Runaway aristocrat Constance Marten has told jurors that she and her partner planned to pay someone to smuggle their baby daughter abroad.

The aristocrat, 36, and her partner Mark Gordon, 49, are on trial after baby Victoria died while they were camping on the South Downs in wintry conditions last year.

Giving evidence on Monday, she insisted that there were “plenty of people” she could have found who would have been willing to help get her daughter abroad, naming advertising and community website Gumtree as one of the places to look.

Jurors have heard how the couple went on the run from authorities in a bid to keep their baby after their four other children were taken into care, who Marten claimed on Monday were “stolen from me by the state”.

Talking about baby Victoria, Marten said: “She deserves to be with me. I’m a good mother, I’m an excellent mother actually.”

She told the jury, that after finding out she was pregnant with her fifth child, the plan was to go abroad.

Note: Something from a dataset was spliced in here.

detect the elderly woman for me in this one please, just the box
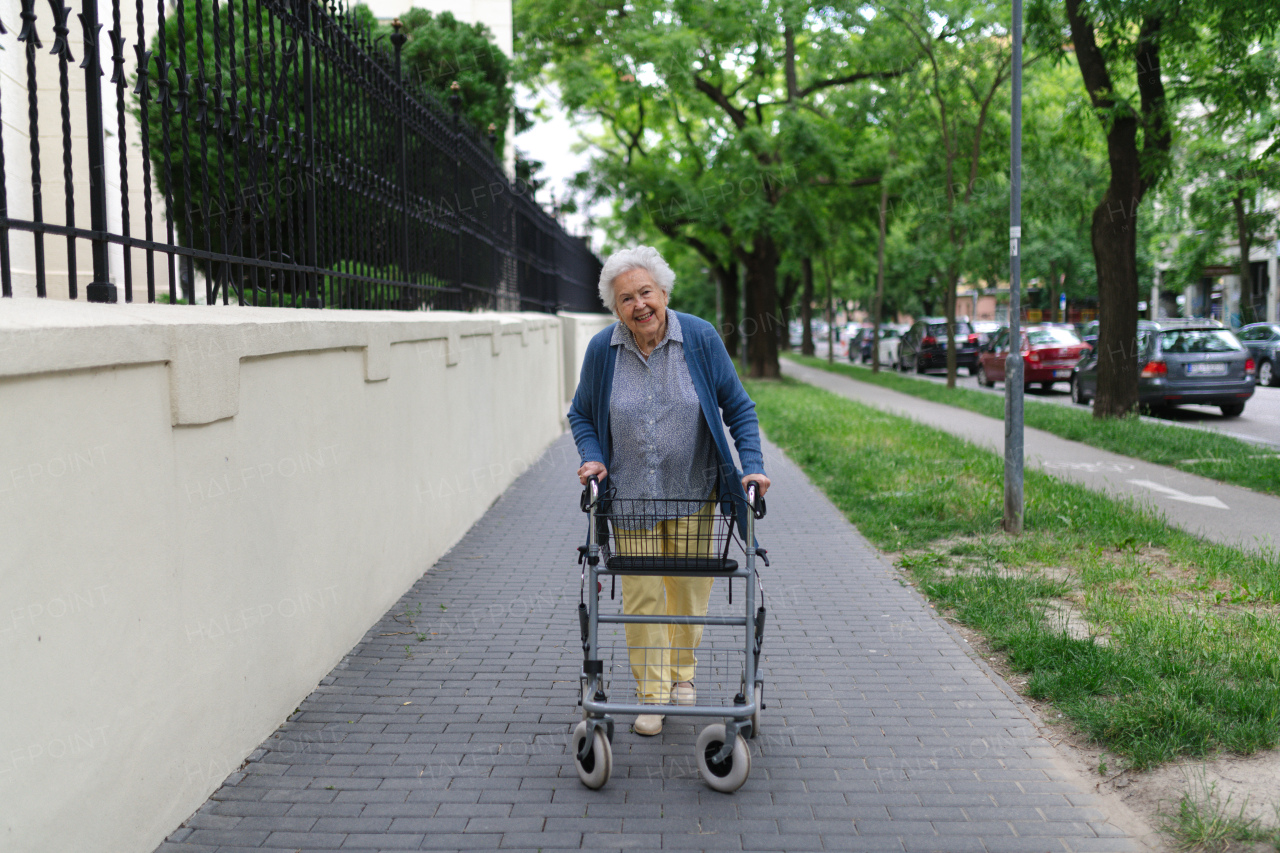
[568,246,770,737]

“Get away from this country and the services and my family but unfortunately there were preventatives from going abroad,” she said.

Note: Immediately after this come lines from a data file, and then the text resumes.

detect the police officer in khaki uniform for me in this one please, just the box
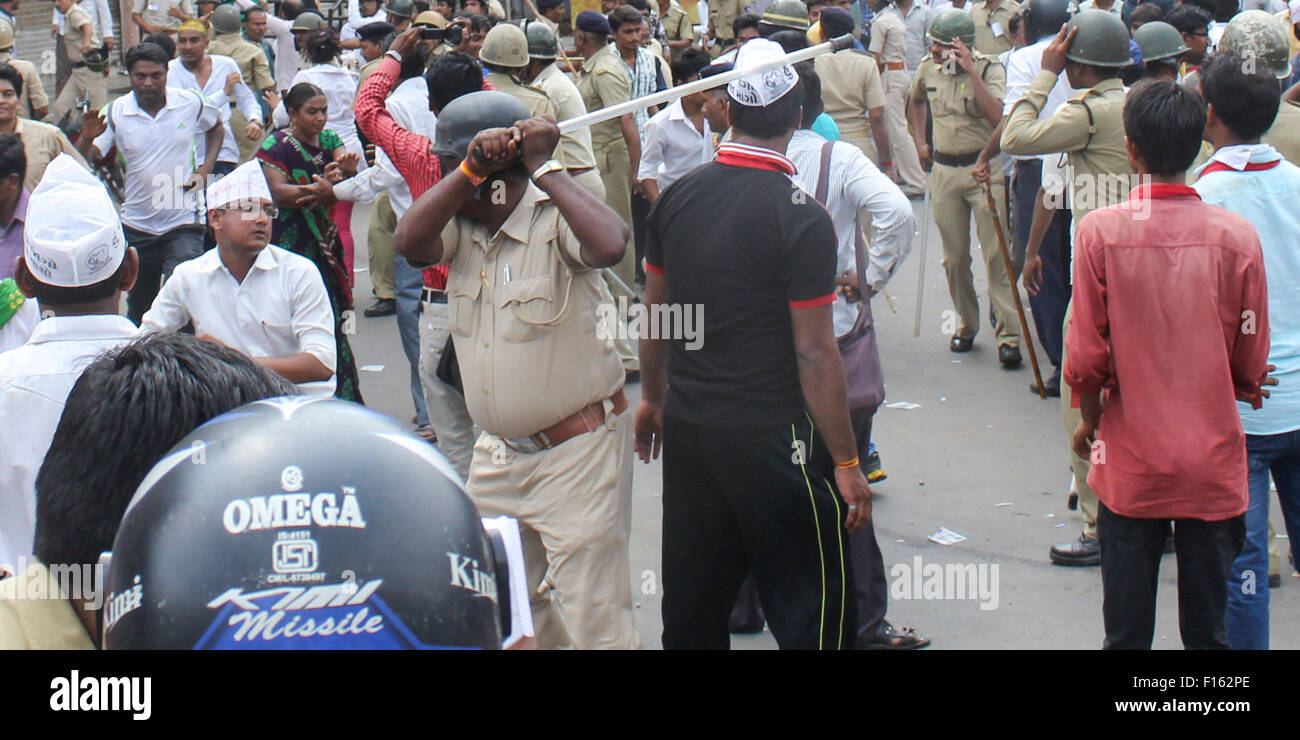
[1000,10,1133,567]
[709,0,741,54]
[657,0,698,63]
[0,20,48,120]
[909,11,1021,364]
[480,24,559,120]
[522,20,605,200]
[209,4,276,162]
[816,6,894,179]
[868,0,926,195]
[970,0,1022,56]
[48,0,106,126]
[395,91,638,650]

She believed there was a travel ban in place against her after a “private” High Court case in 2019, the court heard.

Asked how they were going to get abroad, Marten said: “We were going to find some people to smuggle us abroad illegally.”

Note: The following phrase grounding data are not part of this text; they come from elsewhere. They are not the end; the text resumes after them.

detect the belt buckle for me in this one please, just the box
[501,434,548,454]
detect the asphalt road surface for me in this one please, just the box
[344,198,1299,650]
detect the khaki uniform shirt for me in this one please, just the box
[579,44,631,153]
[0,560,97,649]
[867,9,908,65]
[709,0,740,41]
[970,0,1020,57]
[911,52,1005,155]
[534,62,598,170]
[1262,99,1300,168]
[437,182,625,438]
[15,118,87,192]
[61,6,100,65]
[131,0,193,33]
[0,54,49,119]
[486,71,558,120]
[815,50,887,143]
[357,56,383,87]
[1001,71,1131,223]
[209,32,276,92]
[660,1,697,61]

Asked where she was going to go, she initially told the court she “would rather keep that private” but then said “anywhere in Europe away from here”.

Marten said that her and Gordon had planned to flee the country "for months".

She said this afternoon: "That was our plan for months. We wanted to go to Harwich because it goes to Denmark. We wanted to get to Europe."

Marten told jurors that “plan B” was to stay in the UK and “lay low”.

Asked to elaborate on the plan to remain in the UK, Marten said: “I probably would not have stayed over here.

“I wanted to keep her at least until she was three months old and then give her to a carer who could then try and get her abroad.”

She told the court she would have paid the person to get Victoria out of the UK.

“It would have been a carer, a nanny or something,” she added.

“If there is a will there is a way, you can always find someone to help.”

She insisted she would have “spent time with them” before entrusting them with her child.

Last week, Marten described how Victoria was born at a rental cottage on Christmas Eve 2022 and died last January 9.

On how Victoria died, she said: “I had her in my jacket and when I woke up my head was on the floor. And when I was sitting up and when I woke up she was not alive.”

She told jurors her children meant the world to her and she had done nothing to Victoria “but show her love”.

The defendants, of no fixed address, deny manslaughter by gross negligence, perverting the course of justice, concealing the birth of a child, child cruelty and causing or allowing the death of a child.